14 food trucks lined up on Hillside Road and Fairfield Way for SUBOG’s annual Food Truck Festival on Saturday evening. The festival is a part of the University of Connecticut’s Spring Weekend and has become a thriving tradition in recent years. There were a variety of options available for students including barbecue, lobster, dessert and more.
The food trucks were free to UConn students with a Spring Weekend wristband.
Students started lining up almost an hour before the event commenced. Live music and DJ’s were playing on Fairfield Way to provide entertainment during the wait. SUBOG members were distributing water bottles as well as tickets for the comedy show later that night.
Savory options included Uncle D’s Blazin BBQ, Munchies, Lobstercraft, Food Extrovert, Cod Squad, Whey Station, Makin Jamaican, Lizzie’s Curbside and Fryborg. Each truck offered a menu with a few different options that students could choose from. Vegetarian and vegan options were available at some of the trucks.
The dessert trucks available were Meriano’s Cannoli Truck, Cookie Monstah, Whoopie Wagon, Clyde’s Cupcakes and Yimello Smoothies.
“Overall, I think it’s a really cool thing to have. I like the different choices but not the lines,” Anthony Marino, a fourth-semester management and engineering for manufacturing major, said.
One of the most popular trucks was Munchies, which offered burgers, fries, chicken sandwiches and buffalo chicken skewers. The sandwiches were ready-made to be passed out to hungry students. While the burgers were delicious and well-cooked, not being able to custom-order the toppings of your choosing was a downside to the mechanics of the festival.
Uncle D’s Blazin BBQ was one of the returning trucks from last year’s festival. They offered a variety of barbecue and pulled pork sandwiches, as well as pulled pork or chili over mac and cheese. The line wrapped from the Student Recreation Center to Gampel Pavilion. Once students placed their orders, they were immediately given any beverage they ordered and then had to wait in a second line while their food was being prepared. The smell of barbecue from the grills permeated the entire festival. While it was one of the longest waits, the food was well worth it. It was a great take on classic, southern comfort food and clearly a fan-favorite.

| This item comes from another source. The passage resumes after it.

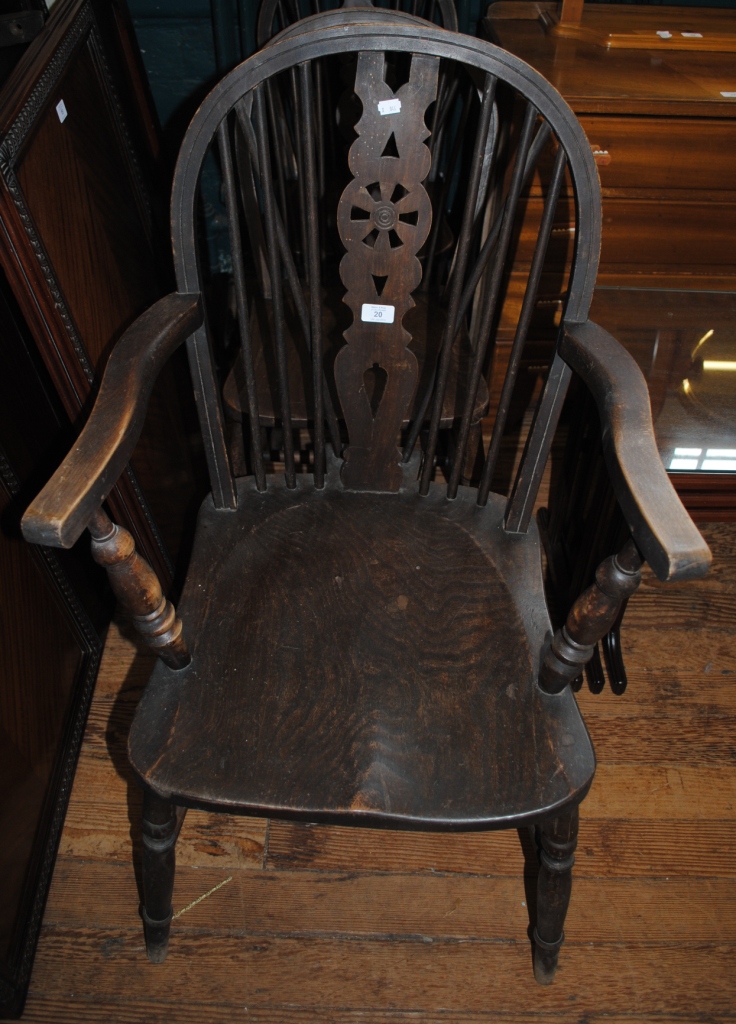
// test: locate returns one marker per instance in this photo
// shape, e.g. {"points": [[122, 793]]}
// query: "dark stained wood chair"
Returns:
{"points": [[369, 642], [426, 318]]}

A popular dessert option amongst students was Cookie Monstah, a Boston-based bakery. They came with not one but two trucks and were still one of the first to run out of supplies towards the end of the night. They offered a variety of ice cream cookie sandwich combinations including “The Classic,” which was vanilla ice cream sandwiched between two chocolate chip cookies and “The Cup-O-Joe,” which was two double chocolate cookies with coffee-Oreo ice cream.
“The ice cream cookie sandwich was my favorite,” fourth-semester elementary education major Gabrielle Rago said. “It was delicious, but the line was really long.”
Students waited in line for hours for the food trucks of their choice.
“I got there almost an hour early and there were already over 50 people in line for some of the trucks. It was crazy, but the food is so good that it’s understandable,” Rago said.
The event was scheduled to run from 5 p.m. to 9 p.m., but due to large crowds some of the trucks ran out of supplies as early as 7 p.m. Some trucks, such as Cod Squad and Clyde's Cupcakes ran out of specific menu items quickly but were able to serve their remaining options.
In the week leading up to the festival, SUBOG was giving away promotional skip-the-line passes via social media contests and at their Spring Weekend tables.
“Food Truck day is always really exciting,” Mary Vlamis, a fourth-semester economics and political science double major, said. “You need to be strategic about your timing in order to optimize your experience, but besides that it was a fun and yummy time!”